Using the QGIS Gaussian Filter on Wildfire Risk Data

I thought was done learning new QGIS tools for a while.  Turns out I needed to learn one more trick with QGIS — the Gaussian filter tool.  The Gaussian filter is sparsely documented basically undocumented, so I figured I’d write up an post on how I used it to turn a raster image into vector layers of gradient bands.

Motivation:  In my spare time I’m adding more layers to the site I’ve been building which maps out disaster risks.  California was mostly on fire last year, so I figured wildfires were a pretty hot topic right now.

The most useful data-source I found for wildfire risk was this USDA-sourced raster data of overall 2018 wildfire risk, at a pretty fine gradient level.  I pulled this into QGIS:

(I’m using the continuous WHP from the site I linked).  Just to get a sense of what the data looked like, I did some basic styling to make near-0 values transparent, and map the rest of the values to a familiar color scheme:

This actually looks pretty good as a high-level view, but the data is actually super grainy when you zoom in (which makes sense — the data was collected to show national maps):

This is a bit grainy to display as-is at high zoom levels.  Also, raster data, although very precise is (1) slow to load for large maps and (2) difficult to work with in the browser — in MapBox I’m not able to remap raster values or easily get the value at a point (eg, on mouse click).  I wanted this data available as a vector layer, and I was willing to sacrifice a bit of granularity to get there.

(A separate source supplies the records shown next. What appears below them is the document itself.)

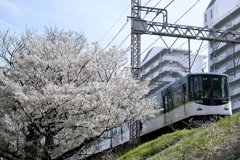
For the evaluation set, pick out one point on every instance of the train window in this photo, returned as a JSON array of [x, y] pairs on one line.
[[220, 87], [201, 86]]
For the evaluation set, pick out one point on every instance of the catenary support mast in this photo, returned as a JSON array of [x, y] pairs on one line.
[[140, 26]]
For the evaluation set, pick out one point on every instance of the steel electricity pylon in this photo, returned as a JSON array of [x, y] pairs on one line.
[[140, 26]]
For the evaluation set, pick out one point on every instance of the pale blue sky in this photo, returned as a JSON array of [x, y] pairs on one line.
[[94, 17]]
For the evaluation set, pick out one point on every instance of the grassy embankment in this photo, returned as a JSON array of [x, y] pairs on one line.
[[219, 140]]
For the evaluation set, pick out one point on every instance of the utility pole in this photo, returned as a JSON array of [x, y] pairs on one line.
[[135, 67], [140, 26]]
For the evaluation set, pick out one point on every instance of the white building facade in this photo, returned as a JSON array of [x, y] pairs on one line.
[[225, 57], [164, 66]]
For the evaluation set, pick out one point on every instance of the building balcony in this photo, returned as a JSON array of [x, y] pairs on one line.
[[235, 105], [234, 91]]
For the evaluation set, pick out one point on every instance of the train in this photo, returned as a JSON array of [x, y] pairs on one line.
[[189, 101]]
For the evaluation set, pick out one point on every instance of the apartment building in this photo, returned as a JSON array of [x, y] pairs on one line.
[[164, 66], [225, 57]]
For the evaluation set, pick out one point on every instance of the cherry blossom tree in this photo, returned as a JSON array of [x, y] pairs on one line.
[[59, 93]]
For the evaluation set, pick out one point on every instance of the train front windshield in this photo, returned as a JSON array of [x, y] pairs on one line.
[[210, 87]]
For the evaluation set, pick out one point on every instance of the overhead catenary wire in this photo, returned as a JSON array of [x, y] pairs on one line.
[[143, 18], [174, 23], [122, 26]]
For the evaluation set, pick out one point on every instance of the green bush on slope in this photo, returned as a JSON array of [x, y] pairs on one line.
[[217, 140]]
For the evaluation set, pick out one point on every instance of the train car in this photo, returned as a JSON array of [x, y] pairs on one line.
[[195, 98]]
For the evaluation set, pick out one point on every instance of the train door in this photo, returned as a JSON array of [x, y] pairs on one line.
[[185, 97]]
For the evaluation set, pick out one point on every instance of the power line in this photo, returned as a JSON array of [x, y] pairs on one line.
[[121, 28], [174, 23], [115, 23]]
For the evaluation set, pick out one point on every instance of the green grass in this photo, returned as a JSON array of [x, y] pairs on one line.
[[201, 143]]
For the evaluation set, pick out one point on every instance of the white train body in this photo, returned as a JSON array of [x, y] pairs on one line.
[[182, 100]]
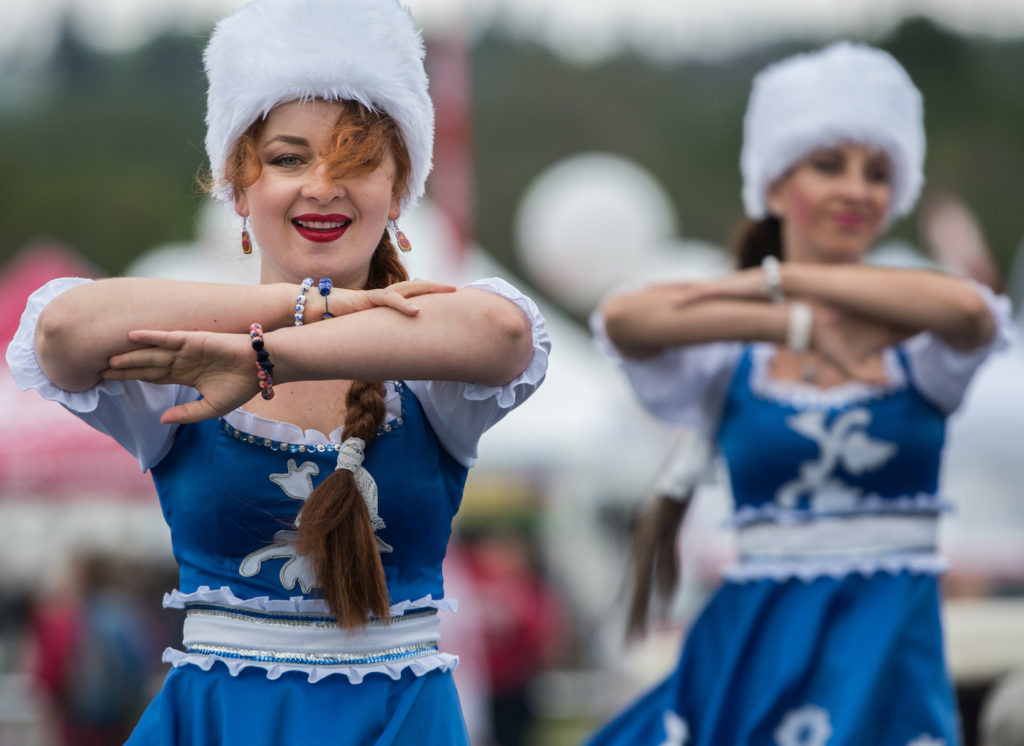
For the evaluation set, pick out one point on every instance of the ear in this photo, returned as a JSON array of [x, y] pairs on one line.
[[242, 204]]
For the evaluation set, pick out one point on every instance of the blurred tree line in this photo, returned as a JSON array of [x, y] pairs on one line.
[[101, 150]]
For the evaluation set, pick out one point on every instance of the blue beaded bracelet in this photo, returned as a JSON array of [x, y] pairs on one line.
[[325, 289], [300, 302]]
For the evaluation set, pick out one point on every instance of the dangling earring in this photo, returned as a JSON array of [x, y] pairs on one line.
[[247, 245], [400, 238]]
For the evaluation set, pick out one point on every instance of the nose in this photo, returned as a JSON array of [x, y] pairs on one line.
[[321, 186], [854, 185]]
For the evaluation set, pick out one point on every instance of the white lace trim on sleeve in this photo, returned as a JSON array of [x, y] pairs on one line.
[[681, 386], [460, 412], [128, 411], [25, 365], [941, 373], [516, 391]]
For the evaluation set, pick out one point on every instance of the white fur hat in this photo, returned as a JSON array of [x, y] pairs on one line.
[[845, 92], [274, 51]]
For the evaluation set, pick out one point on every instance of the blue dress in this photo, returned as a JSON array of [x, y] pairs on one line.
[[826, 630], [262, 662], [230, 499]]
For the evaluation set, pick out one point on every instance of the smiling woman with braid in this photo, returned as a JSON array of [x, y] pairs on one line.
[[309, 437], [825, 385]]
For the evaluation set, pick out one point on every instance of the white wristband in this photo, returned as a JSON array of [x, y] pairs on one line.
[[772, 278], [798, 330]]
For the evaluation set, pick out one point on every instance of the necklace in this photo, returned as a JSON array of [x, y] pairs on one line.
[[808, 370]]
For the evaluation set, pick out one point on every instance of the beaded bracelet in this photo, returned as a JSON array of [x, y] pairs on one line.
[[263, 365], [325, 289], [300, 302]]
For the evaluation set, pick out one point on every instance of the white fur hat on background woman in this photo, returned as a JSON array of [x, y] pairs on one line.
[[274, 51], [844, 93]]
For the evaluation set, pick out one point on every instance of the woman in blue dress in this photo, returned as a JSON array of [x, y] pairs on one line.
[[825, 385], [309, 437]]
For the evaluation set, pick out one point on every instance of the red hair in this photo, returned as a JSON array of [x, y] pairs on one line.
[[336, 533]]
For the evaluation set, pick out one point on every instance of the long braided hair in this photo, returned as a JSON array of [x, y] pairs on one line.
[[335, 532], [654, 567]]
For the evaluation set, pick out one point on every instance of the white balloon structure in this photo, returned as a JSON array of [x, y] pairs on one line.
[[595, 221]]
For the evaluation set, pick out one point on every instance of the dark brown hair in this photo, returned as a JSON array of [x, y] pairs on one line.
[[336, 533], [654, 562], [756, 239]]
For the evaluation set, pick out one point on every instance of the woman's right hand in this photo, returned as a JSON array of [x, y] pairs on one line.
[[853, 343], [343, 301], [220, 366]]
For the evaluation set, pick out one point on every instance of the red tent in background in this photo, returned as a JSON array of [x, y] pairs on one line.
[[48, 452]]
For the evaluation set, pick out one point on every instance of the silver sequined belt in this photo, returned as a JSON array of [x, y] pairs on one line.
[[840, 536], [306, 639]]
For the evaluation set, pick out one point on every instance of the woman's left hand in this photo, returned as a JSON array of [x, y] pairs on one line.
[[343, 301], [744, 284], [220, 366]]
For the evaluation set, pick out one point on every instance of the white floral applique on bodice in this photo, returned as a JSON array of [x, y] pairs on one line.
[[845, 443], [297, 484]]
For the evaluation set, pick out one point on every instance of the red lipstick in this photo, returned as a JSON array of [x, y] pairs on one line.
[[322, 228]]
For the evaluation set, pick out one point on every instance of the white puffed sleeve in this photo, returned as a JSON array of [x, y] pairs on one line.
[[683, 385], [128, 411], [460, 412], [942, 373]]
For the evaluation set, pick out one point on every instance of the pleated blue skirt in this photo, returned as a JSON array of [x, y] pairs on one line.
[[846, 661], [214, 708]]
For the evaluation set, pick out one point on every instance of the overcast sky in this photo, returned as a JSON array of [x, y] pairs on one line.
[[582, 29]]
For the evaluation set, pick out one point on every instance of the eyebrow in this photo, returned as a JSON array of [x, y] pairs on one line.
[[290, 139]]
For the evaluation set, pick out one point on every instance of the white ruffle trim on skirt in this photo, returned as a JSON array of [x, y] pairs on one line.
[[295, 605], [811, 569], [354, 673]]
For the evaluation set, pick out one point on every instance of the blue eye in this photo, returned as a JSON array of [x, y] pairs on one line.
[[827, 166], [287, 161], [879, 175]]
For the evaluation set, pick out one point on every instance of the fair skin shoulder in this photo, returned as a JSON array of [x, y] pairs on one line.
[[833, 206], [308, 223]]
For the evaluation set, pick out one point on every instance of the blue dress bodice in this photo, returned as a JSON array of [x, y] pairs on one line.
[[864, 452], [230, 499]]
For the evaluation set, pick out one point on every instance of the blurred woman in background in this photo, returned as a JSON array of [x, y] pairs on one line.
[[357, 397], [825, 384]]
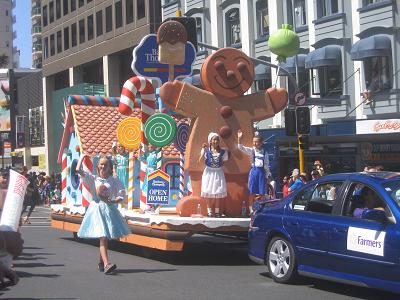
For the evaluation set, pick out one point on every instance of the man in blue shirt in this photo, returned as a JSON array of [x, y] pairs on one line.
[[298, 183]]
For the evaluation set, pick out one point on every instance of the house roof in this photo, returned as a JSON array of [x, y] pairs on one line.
[[96, 126]]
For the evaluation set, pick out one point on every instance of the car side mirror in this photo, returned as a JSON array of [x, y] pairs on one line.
[[375, 215]]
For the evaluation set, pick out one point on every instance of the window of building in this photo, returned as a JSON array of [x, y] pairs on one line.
[[300, 14], [368, 2], [44, 15], [199, 31], [327, 81], [46, 47], [65, 7], [73, 5], [118, 14], [52, 45], [129, 11], [58, 9], [327, 8], [90, 27], [66, 38], [141, 9], [81, 31], [232, 21], [99, 23], [262, 18], [73, 35], [377, 73], [172, 169], [59, 42], [51, 12], [108, 18]]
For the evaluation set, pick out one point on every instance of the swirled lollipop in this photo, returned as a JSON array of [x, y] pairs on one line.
[[128, 133], [160, 129], [182, 136]]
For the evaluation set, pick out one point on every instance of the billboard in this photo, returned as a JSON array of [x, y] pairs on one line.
[[5, 121]]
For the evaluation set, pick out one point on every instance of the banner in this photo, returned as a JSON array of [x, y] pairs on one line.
[[13, 204]]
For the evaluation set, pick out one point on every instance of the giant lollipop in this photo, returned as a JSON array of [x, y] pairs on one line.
[[128, 133], [160, 129]]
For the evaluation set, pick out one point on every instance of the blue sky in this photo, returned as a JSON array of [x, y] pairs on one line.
[[23, 42]]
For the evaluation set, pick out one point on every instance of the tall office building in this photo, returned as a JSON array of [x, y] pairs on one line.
[[6, 34], [87, 49], [36, 17], [347, 68]]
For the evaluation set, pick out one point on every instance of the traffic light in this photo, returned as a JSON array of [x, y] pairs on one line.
[[304, 142], [290, 122], [303, 120], [190, 25]]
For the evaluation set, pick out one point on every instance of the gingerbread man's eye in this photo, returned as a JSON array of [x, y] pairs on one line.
[[219, 65], [241, 66], [230, 75]]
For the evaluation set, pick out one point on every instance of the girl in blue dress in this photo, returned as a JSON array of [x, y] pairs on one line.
[[121, 164], [102, 219]]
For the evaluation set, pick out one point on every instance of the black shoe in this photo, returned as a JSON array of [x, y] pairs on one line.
[[101, 266], [109, 268]]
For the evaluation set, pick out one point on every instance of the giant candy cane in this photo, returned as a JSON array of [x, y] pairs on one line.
[[127, 101]]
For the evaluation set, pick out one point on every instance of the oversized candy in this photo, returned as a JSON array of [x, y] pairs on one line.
[[128, 133], [171, 40], [160, 129]]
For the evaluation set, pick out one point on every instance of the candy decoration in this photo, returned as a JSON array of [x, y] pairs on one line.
[[181, 174], [129, 133], [127, 102], [182, 136], [160, 129], [86, 194], [93, 100], [64, 174], [284, 42], [131, 169]]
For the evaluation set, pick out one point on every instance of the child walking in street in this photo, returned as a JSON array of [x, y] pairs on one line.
[[213, 184], [102, 219], [259, 167]]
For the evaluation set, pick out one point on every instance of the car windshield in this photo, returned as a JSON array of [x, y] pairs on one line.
[[393, 189]]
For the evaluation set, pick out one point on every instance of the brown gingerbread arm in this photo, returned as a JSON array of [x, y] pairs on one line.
[[170, 91]]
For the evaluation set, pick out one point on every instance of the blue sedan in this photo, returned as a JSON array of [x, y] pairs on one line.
[[342, 227]]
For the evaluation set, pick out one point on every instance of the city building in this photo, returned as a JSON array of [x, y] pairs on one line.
[[87, 49], [347, 68], [36, 17], [6, 34]]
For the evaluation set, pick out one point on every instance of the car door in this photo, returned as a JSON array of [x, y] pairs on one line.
[[308, 221], [365, 247]]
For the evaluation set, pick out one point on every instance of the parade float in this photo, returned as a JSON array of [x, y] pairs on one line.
[[171, 210]]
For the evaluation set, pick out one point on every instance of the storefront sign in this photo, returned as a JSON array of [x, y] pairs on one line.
[[378, 126], [158, 188]]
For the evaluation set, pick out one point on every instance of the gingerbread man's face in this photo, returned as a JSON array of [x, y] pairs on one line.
[[228, 72]]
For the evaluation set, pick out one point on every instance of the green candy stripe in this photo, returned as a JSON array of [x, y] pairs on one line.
[[160, 129]]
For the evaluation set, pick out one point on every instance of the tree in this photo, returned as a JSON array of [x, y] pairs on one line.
[[3, 60]]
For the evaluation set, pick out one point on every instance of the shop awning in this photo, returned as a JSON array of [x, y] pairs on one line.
[[376, 45], [290, 65], [262, 72], [193, 80], [324, 57]]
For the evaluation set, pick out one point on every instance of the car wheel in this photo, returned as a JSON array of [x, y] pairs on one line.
[[280, 260]]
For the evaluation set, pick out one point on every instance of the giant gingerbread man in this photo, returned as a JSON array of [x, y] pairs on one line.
[[222, 107]]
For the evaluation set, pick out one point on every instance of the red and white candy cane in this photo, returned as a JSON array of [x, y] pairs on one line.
[[64, 174], [86, 194], [127, 102]]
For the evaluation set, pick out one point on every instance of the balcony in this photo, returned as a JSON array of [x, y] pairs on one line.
[[36, 12], [36, 30]]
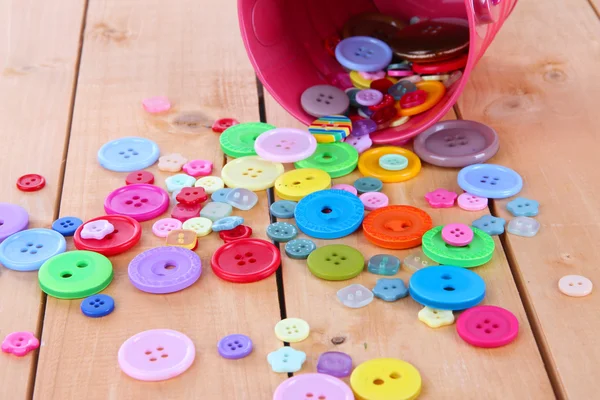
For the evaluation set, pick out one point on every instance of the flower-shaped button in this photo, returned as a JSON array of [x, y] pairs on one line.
[[490, 225], [20, 343], [435, 318], [522, 207], [286, 359], [97, 229], [171, 162], [390, 289]]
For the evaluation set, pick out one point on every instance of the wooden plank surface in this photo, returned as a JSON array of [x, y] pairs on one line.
[[534, 86], [38, 59], [134, 49]]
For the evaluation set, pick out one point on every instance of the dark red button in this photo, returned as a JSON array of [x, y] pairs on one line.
[[246, 260], [31, 182], [126, 235]]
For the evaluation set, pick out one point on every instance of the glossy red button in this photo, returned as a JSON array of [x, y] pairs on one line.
[[126, 235], [246, 260], [31, 182]]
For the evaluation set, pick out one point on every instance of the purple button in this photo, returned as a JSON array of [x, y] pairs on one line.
[[235, 346], [335, 363], [13, 219], [363, 53], [165, 269]]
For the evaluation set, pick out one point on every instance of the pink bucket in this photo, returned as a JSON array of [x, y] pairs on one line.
[[284, 39]]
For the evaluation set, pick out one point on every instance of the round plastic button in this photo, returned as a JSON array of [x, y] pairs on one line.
[[75, 274], [298, 183], [285, 145], [156, 355], [139, 201], [368, 164], [447, 288], [487, 326], [386, 378], [165, 269], [252, 173], [329, 214], [234, 347], [490, 180], [336, 262], [128, 154], [337, 159], [396, 227], [457, 143], [238, 141], [245, 260], [313, 386], [97, 306]]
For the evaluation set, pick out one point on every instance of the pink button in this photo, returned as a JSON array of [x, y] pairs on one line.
[[470, 202], [374, 200], [313, 387], [139, 201], [345, 188], [285, 145], [197, 168], [156, 355], [20, 343], [162, 227], [487, 326], [457, 234]]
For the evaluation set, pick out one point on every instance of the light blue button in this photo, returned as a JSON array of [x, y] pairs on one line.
[[447, 288], [490, 180], [29, 249], [128, 154]]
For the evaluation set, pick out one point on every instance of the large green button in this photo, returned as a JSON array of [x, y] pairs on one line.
[[75, 274], [336, 262], [476, 253]]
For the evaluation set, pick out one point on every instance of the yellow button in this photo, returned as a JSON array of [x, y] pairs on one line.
[[252, 173], [297, 183], [292, 330], [385, 379], [368, 164], [435, 91]]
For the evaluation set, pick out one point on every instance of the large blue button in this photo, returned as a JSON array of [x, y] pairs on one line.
[[29, 249], [447, 288], [490, 180], [128, 154], [329, 214]]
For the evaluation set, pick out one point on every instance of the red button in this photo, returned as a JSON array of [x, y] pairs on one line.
[[31, 182], [140, 177], [126, 235], [246, 260]]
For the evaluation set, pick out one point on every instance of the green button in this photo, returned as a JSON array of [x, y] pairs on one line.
[[238, 140], [75, 274], [337, 159], [476, 253], [336, 262]]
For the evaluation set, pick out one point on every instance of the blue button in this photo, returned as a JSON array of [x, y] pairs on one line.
[[128, 154], [97, 306], [490, 180], [447, 288], [67, 226], [329, 214]]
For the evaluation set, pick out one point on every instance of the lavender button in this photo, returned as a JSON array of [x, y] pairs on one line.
[[335, 363], [165, 269]]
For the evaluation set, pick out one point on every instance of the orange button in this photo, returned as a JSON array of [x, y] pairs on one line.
[[396, 227]]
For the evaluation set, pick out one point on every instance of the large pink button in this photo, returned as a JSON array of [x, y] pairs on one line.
[[313, 387], [487, 326], [156, 355], [139, 201], [285, 145]]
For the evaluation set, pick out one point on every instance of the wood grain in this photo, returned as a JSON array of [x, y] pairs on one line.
[[39, 52]]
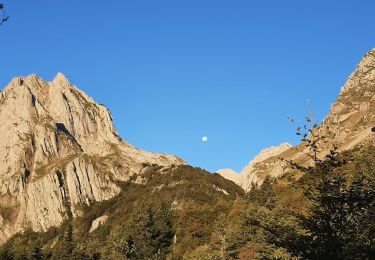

The rest of this post will be me getting there.  The basic steps will be:

  • Filtering out low values from the source dataset
  • Using a very slow, wide, Gaussian filter to “smooth” the input raster
  • Using the raster calculator to extract discrete bands from the data
  • Converting the raster to polygons (“polygonalize”)
  • Putting it together and styling it

The first thing I did was filter values out of the original raster image below a certain threshold using the raster calculator.  The only justification I have for this is “the polygonalization never finished if I didn’t”. Presumably this calculation is only feasible for reasonably-sized raster maps:  

(I iterated on this, so the screenshot is wrong: I used a threshold of 1,000 in the final version).  The result looks like this:

Next step is the fancy new tool — the Gaussian filter.  A Gaussian filter, or blur, as I’ve seen elsewhere, is kind of a fancy “smudge” tool.  It’s available via Processing → Toolbox → SAGA → Raster filter.  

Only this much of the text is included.